No se suponía que el taller se hiciera responsable de objetos olvidados en los vehículos, todos los demás se lavaban así las manos, pero para Agustín tal medida no era del todo honesta y le gustaba creer en cierta gente. No ponía en duda al cliente; no era cualquiera, sino uno que llevaba años atendiendo.
—Güey —dijo, llamando la atención de Ramón—. No eches mentiras.
—¡¿Tú también?! —gritó el muchacho, al límite. Su semblante ya no era de molestia sino de una angustia profunda—. ¡Ya le dije a este cabrón que no vi nada! Y no fui el único que agarró el carro. Sí me lo traje yo, pero aquí este güey también lo abrió para meterlo al taller, ¿o no, cabrón? ¡Diles! —exigió a Juan, el nuevo ayudante, alargando el brazo hacia él.
La cara desencajada de Ramón parecía buscar la verdad.
—Yo tampoco lo vi —dijo el otro, con los brazos cruzados y sostenido contra un vehículo, por completo indolente.
Incluso Meny, el tercer ayudante, que nada tenía que ver, se notaba afectado. ¿Por qué ese otro ni siquiera parpadeaba? Agustín no confiaba en la gente que podía disimular lo que pasaba por su cabeza tan fácilmente.
—No lo viste, pero bien que pudiste agarrarlo, ¿no? —cuestionó, con el cuerpo volteado hacia el hombre y dejando claro que su palabra no le bastaba.
—¿Y por qué le echas la culpa a él? —adelantó Darío, medio ofendido, antes de que Juan respondiera—. Si alguien tuvo tiempo de andar de rata fue el Ramón.
—¡No soy un ratero! —Ramón había perdido toda compostura y la afirmación salió de su boca entre gotas de saliva y un atisbo de ruego—. Agustín —lo llamó, con la mirada más parecida a la de un niño asustado que a la de un hombre—. Tú créeme, güey. Ya me conoces. No soy un pinche lacra.
—Igual tienes que hacerte cargo, tú trajiste el carro.

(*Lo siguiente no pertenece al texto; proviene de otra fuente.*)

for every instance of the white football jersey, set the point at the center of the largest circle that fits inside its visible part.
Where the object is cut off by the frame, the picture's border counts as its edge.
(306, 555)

Darío seguía empeñado en culpar a Ramón, en lugar de buscar una solución. La paciencia de Agustín se estaba agotando. Siempre se había esforzado en elegir bien a sus ayudantes para evitar ese tipo de problemas. Al principio, cuando alguien nuevo ingresaba, se convertía en su sombra durante meses, vigilando si tenían malas costumbres o eran descuidados. Sin embargo, con Juan había relajado ese hábito. Comprendía que había sido su error, el ayudante nuevo no acababa de agradarle. No aprobaba su poca disposición a aprender y que a propósito se tomara más tiempo para hacer el trabajo que le asignaba. Con Darío tampoco tuvo mayor conflicto en los años que llevaban colaborando, pero con Juan ahí, su socio parecía otro.